Background
After visiting a plethora of many other related answers on the site, I couldn't answer myself what might be going on over the following scenario, where a relatively simple task is to be done, yet something odd (I believe) is occurring, and so, I'd like to read what others think might be happening here.
Setup
Considering $\left \{A , C \right \}$ as constants, let $f\left(x\right)=A\,x^2+C$ be a certain parabola, and $P=\left\{0 , 0 \right\}$.
Find the shortest distance from $P$ to $f(x)$.
Progress
Considering the above as an optimization problem, I decided to proceed as follows:
$$d^2=\left(y-k\right)^2+\left(x-h\right)^2$$ $$d^2=\left(A\,x^2+C\right)^2+x^2$$ $$d^2=A^2\,x^4+2\,A\,C\,x^2+x^2+C^2$$ $$\frac{\partial{d^2}}{\partial{x}}=4\,A^2\,x^3+4\,A\,C\,x+2\,x = 0$$ $$\left\{x=\pm{{\sqrt{-2\,A\,C-1}}\over{\sqrt{2}\,A}} , x=0 \right\}$$
Even though inappropriate, partial derivative writing was preferred over usual syntax to avoid symbolic confusion; hopefully it's clear why, without degrading the expression's meaning.
Now, for each of the solutions for when derivative is equal to zero:
$$\left\{d^2=\left({{-2\,A\,C-1}\over{2\,A}}+C\right)^2+{{-2\,A\,C-1 }\over{2\,A^2}} , d^2=C^2 \right\} $$ $$\left\{d^2=-{{4\,A\,C+1}\over{4\,A^2}} , d^2=C^2 \right\} $$ $$\left\{\left| d\right| ={{\sqrt{-4\,A\,C-1}}\over{2\,\left| A \right| }} , \left| d\right| =\left| C\right| \right\} $$
And so, I end up with two solutions, respectively $(1)$ and $(2)$.
The Issue
Attempting to use the above formulas succeed in predicting the extremum values for $d$ for many values, like...
But then...
What might be going on? Is there something wrong? Is this expected?
From my point of view, the blue circle should either not exist at all (division by zero), or at least be the same size as the red circle, since blue circle (more precisely, its radius) isn't contributing any useful/true information towards solving the problem stated under these specific values, failing at its basic purpose.

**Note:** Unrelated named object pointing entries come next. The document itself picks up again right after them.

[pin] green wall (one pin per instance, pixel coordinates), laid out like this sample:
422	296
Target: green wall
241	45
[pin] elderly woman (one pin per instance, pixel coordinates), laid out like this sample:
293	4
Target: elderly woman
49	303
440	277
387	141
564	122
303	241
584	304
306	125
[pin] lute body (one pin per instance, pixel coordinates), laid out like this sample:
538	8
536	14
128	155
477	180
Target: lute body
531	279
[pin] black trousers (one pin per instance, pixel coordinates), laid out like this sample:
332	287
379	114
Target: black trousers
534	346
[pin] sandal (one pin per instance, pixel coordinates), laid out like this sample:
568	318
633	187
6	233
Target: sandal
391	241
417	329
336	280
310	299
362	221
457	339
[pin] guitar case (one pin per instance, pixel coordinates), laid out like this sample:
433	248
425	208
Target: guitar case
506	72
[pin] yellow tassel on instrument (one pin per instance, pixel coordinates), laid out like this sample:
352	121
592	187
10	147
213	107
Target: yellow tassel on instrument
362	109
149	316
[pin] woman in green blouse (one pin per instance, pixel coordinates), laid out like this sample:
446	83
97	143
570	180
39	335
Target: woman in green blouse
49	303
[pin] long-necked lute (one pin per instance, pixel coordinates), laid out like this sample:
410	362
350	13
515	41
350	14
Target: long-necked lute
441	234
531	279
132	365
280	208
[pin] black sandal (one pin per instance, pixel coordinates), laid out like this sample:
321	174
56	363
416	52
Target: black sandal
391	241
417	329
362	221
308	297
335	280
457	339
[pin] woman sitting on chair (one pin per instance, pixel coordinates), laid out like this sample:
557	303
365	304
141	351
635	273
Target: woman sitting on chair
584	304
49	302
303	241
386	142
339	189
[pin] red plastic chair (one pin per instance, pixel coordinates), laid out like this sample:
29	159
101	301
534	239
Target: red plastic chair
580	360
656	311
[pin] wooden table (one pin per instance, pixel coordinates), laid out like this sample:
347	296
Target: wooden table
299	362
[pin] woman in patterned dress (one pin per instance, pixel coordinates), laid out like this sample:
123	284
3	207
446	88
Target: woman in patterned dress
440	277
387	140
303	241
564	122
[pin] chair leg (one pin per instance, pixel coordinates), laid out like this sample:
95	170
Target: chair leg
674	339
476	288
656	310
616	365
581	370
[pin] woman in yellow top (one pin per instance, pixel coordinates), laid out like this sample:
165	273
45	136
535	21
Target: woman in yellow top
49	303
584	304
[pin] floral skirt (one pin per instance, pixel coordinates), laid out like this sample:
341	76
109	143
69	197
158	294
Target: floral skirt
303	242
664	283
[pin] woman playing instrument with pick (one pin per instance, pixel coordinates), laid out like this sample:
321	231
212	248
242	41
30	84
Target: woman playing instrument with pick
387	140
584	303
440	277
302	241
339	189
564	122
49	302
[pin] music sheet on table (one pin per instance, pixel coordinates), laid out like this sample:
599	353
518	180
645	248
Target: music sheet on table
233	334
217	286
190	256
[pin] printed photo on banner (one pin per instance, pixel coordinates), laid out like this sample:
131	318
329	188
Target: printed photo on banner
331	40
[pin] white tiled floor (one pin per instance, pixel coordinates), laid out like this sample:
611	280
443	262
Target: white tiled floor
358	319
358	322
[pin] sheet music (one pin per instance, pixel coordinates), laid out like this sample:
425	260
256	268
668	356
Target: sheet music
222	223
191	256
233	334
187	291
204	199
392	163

Blue circle obeys $(1)$, while red circle obeys $(2)$.
The first $x$ solution only exist in $\mathbb{R}$ if: $$ 2AC+1<0 $$ $$ AC<-\frac{1}{2} $$
If both solutions exist, you get the minimum of $d^2$ for the first solution, and you can probably prove that for $x=0$ you have a saddle point or local maxima.
If the first one doesn't exist according to the condition, you get a minima at $x=0$.
You always have to find the type of extrema for each value of $x$.